Вся штука в том, что мир ополчился против Рейтмана. Он как белая ворона. Его никто не любит, даже стены, кирпичная и деревянная вытолкнут его в лапы Зои, когда придет время. Это все из-за страха. Страх с Зоиной харей гложет маленького вундеркинда. И Рейтман платит миру той же монетой. Рейтман ненавидит мир, он бы исчез из этого мира, если бы мог. Но не сидеть же в самом деле в щели до Пришествия! Шевельнулся Рейтман, шевельнулся и прислушался. Тихо пока. Шажок, еще шажок. Выползает Рейтман из щели, оглядывается: тих-хо! Крадется вдоль кирпичной стены, а сердце бьется, как воробей в клетке! Вот и угол…
А за углом она, Зоя. Щелк железными зубами!
Бежит Рейтман обратно, к щели. Но даже воздух против него: густеет как кисель, обволакивает ноги, руки. А погоня все ближе, дышит в затылок. Шма-исроэль! И щель не спасет его. И вот ведьмины лапы хватают за щиколотки, и падает Рейтман на живот, плачет, умирает.
Проснулся Рейтман в липком поту и с лицом, мокрым от слез; проснулся, сел в растерзанной кровати, тяжело дыша. Еще не рассвело, тьма клубится в углах, а на потолке — лента лунного света между разошедшимися занавесками.
Забормотал:
— Да, да, это аутизм, я несчастен, боже, за что мне эти муки? Он жрет меня изнутри, и я знаю, как его зовут, но что же мне делать, что делать?
Лег в кровать, руку заложил за голову, но не спится Рейтману.
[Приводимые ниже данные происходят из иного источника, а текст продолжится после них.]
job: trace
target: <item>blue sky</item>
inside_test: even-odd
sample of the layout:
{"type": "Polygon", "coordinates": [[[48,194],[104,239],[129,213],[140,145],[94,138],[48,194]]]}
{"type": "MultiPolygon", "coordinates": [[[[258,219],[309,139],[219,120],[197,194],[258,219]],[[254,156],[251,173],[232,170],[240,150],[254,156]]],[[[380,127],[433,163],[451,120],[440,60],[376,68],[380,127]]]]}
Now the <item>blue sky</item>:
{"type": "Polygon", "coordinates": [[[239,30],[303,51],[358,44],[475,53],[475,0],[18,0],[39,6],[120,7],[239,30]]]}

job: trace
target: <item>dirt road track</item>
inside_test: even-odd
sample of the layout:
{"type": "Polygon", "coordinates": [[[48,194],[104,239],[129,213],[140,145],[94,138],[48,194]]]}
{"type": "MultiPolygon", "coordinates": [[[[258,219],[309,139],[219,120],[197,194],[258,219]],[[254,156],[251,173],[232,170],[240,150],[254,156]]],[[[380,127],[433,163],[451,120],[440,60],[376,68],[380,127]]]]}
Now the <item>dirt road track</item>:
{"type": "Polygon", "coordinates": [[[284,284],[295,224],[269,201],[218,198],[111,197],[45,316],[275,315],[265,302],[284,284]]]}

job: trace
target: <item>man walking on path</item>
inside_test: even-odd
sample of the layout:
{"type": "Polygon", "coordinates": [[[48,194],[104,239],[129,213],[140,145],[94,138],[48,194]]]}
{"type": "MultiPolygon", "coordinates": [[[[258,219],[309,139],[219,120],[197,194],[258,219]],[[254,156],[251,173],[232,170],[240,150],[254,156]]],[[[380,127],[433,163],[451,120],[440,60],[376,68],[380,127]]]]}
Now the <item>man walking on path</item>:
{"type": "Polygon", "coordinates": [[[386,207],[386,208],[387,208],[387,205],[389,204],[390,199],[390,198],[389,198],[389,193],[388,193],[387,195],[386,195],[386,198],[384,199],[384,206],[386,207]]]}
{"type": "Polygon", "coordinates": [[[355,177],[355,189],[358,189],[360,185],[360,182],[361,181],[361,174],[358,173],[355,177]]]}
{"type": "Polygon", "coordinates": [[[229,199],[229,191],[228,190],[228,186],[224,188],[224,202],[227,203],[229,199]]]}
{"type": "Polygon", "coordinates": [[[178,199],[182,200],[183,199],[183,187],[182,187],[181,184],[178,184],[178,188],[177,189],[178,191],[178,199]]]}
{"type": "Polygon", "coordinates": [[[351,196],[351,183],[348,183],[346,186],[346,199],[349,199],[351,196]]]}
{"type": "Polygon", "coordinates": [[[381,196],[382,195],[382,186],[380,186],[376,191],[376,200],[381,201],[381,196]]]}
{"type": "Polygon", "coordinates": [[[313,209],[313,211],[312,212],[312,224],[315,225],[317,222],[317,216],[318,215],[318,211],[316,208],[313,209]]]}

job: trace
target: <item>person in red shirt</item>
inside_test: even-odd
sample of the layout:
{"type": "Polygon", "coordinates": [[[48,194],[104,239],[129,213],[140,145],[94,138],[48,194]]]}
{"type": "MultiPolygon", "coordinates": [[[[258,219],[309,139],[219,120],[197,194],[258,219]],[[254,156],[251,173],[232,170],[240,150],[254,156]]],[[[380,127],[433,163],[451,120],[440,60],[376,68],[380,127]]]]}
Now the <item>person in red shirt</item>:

Смотрит, раскрыв глаза, в черный потолок, и картины его жизни плывут перед ним.
Вот детсадовский двор, и на асфальте солнечная сыпь, и он, Рейтман, в шортиках, рубашечке, босоножках стоит столбом, а вокруг него на одной ножке скачет мальчик, и:
— Раз-два, третий жид — по веревочке бежит!
Люто ненавидит маленький вундеркинд послеобеденные прогулки, в частности потому, что знает: за это время ему обязательно захочется писать, а попроситься нельзя, потому что воспитательница злится, ведь ей надо оторваться от книжки и сводить вундеркинда в туалет. И терпит, терпит Рейтман до самого конца и виду не подает. Но еще больше ненавидит он тихий час, который превращается в вечность.